Nous étions plus proches d’Indiana donc nous sommes restés derrière lui alors qu’il réussit enfin à bloquer sa bécasse sous des petits sapins très serrés. Nous n’avons entendu que les claquements d’ailes de la fuyarde à travers la végétation et avons donc décidé alors de monter sur Jet qui avait, à son tour, pris sa pose d’arrêt à presque 200 mètres dans des fougères en bordure d’un pré. Je montais par le bois avec Sébastien tandis qu’Alexandra passait par la prairie, boitier photo prêt à saisir l’instant. Pour une fois que la scène se passait dans un milieu un peu ouvert, elle voulait en profiter pour essayer de mettre la long bec dans la boite. Pendant notre ascensions, Sébastien me fit part de son envie de goûter, si cela est possible, à la chair de la bécasse.

Quelle sortie !

En arrivant près de Jet qui n’avait pas bougé depuis plusieurs minutes, j’introduis deux cartouches dans mon cal 28 et le ferme. Alors que je fis un dernier pas vers mon chien, la bécasse pris son envol et fila vers le découvert. Personne n’était dans mon axe de tir, j’épaulai et lâchai donc ma grenaille en toute sécurité. L’oiseau tomba au sol, aussitôt pris en gueule par Jet qui n’en demandait pas tant. Alexandra m’a dit alors « Tu l’as tiré au moment où j’appuyais sur le déclencheur de l’appareil photo ! ». Effectivement, sur le petit écran de contrôle, la scène était figée. Ma conjointe avait réussi à cadrer la belle au moment où ma gerbe la rattrapait dans sa fuite. Une photo qui ne fera pas la « une » de votre magazine préféré mais qui restera un bon souvenir pour nous.

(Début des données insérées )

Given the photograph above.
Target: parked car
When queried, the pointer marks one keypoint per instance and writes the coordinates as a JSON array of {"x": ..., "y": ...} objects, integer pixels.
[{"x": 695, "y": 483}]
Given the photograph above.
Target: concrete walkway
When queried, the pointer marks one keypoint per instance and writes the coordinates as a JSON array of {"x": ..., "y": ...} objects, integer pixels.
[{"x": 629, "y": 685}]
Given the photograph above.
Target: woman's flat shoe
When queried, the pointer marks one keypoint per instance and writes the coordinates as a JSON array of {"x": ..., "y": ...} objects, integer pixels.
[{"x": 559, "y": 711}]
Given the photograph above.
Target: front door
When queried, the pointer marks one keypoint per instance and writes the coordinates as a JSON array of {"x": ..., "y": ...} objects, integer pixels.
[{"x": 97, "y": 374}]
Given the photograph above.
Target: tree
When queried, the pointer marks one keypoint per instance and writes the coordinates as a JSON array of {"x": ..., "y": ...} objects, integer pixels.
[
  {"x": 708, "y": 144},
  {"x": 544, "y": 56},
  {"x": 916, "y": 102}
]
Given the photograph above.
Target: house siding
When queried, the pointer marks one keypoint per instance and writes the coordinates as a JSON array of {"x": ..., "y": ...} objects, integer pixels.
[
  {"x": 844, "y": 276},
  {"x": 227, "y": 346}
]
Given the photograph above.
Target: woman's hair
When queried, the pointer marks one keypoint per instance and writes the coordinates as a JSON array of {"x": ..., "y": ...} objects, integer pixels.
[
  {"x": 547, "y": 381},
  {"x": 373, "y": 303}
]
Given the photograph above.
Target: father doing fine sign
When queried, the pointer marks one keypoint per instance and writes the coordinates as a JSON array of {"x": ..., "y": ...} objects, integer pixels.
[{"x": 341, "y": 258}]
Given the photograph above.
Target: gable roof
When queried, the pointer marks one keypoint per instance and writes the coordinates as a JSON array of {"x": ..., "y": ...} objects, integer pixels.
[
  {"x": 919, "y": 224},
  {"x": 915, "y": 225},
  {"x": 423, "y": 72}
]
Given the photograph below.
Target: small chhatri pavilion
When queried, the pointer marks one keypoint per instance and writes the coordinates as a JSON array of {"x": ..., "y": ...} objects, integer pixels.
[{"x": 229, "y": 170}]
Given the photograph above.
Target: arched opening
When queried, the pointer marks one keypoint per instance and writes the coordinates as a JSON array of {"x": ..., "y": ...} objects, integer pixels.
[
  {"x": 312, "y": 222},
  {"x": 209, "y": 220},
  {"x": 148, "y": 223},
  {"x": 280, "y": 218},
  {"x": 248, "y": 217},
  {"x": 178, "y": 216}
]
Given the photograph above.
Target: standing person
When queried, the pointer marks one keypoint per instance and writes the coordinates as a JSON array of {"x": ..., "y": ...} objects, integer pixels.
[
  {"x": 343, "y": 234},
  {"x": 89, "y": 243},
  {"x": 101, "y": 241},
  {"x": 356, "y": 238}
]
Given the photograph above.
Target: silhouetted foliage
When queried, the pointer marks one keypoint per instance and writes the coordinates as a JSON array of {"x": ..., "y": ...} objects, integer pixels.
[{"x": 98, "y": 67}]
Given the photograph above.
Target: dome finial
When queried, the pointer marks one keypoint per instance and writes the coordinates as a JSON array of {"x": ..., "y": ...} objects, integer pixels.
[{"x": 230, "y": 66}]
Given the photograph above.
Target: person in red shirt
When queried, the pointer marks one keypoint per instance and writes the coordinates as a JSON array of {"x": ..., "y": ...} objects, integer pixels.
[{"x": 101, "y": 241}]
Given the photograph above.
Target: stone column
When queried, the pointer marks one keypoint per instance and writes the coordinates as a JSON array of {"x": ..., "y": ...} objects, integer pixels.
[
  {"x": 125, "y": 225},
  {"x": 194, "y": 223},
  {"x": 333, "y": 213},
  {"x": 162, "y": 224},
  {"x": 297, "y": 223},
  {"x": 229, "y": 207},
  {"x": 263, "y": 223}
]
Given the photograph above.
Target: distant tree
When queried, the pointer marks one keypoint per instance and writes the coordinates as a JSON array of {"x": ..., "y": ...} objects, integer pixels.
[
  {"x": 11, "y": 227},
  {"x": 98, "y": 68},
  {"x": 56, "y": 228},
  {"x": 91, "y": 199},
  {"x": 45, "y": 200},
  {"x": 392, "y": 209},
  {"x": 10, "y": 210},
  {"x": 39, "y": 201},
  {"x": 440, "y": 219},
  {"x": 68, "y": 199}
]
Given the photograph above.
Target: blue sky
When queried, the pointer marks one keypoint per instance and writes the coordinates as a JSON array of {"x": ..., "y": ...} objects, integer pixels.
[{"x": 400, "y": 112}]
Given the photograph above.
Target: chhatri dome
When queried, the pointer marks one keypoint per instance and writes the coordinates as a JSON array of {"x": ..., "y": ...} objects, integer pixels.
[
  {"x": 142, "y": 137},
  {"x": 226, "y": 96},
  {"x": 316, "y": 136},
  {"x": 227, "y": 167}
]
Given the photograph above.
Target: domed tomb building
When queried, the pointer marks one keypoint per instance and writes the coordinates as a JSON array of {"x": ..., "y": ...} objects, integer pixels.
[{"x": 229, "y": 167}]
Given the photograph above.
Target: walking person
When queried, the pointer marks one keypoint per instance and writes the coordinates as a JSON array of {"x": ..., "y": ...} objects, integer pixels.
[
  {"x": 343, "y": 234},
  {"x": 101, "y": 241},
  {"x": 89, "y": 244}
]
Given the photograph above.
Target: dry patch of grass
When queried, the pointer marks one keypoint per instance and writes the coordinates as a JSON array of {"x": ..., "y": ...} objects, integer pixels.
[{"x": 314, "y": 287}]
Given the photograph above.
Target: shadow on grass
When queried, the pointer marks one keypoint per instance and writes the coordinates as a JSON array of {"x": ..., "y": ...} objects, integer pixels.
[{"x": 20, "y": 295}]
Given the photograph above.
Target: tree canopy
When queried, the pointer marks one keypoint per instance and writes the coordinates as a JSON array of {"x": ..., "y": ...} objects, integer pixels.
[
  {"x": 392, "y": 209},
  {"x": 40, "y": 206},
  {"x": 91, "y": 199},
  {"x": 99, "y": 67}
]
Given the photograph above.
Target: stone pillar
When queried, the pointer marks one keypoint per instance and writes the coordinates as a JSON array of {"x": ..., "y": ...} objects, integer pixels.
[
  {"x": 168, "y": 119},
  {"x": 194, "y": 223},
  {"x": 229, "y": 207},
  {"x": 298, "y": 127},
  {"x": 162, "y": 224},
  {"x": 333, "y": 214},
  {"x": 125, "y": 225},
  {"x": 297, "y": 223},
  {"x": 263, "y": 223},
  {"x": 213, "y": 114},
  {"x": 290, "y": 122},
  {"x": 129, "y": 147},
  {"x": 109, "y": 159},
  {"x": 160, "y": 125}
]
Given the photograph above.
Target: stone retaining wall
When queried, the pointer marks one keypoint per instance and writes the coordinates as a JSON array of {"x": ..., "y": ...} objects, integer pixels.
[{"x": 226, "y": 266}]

Les deux bécasses récoltées étaient des jeunes dont les poids étaient remarquables pour mon secteur en période de migration, 354 et 364 grammes. A mon avis, il s’agissait d’individus dérangés par la neige sur le massif du Sancy relativement proche et qui avaient réalisé un micro-vol pour rejoindre mon coin. Cette journée, riche en émotions, a permis de faire découvrir notre pratique à un non-chasseur qui s’est fait une opinion très favorable sur notre activité qu’il a qualifié de sportive et passionnante.
Depuis cette date, les choses se sont compliquées et la neige a recouvert notre secteur. Aujourd’hui dans mon jardin une épaisse couche de 30 cm est bien conservée par les températures négatives qui se sont installées depuis le réveillon sur notre région. Je pense que pour nous, en altitude, la messe est dite et ce n’est que vers la fermeture que nous devrions pouvoir encore faire plaisir aux chiens. Cette campagne 2020-2021 s’annonçait comme excellente mais la crise sanitaire et la météo ont fait que nous avons eu une saison toute particulière entrecoupée de bons moments et de repos forcés. Espérons que les premiers mois de 2021 nous permettent de lutter efficacement contre ce satané virus et qu’enfin à l’automne prochain nous puissions vivre normalement notre passion à la poursuite de la belle des bois.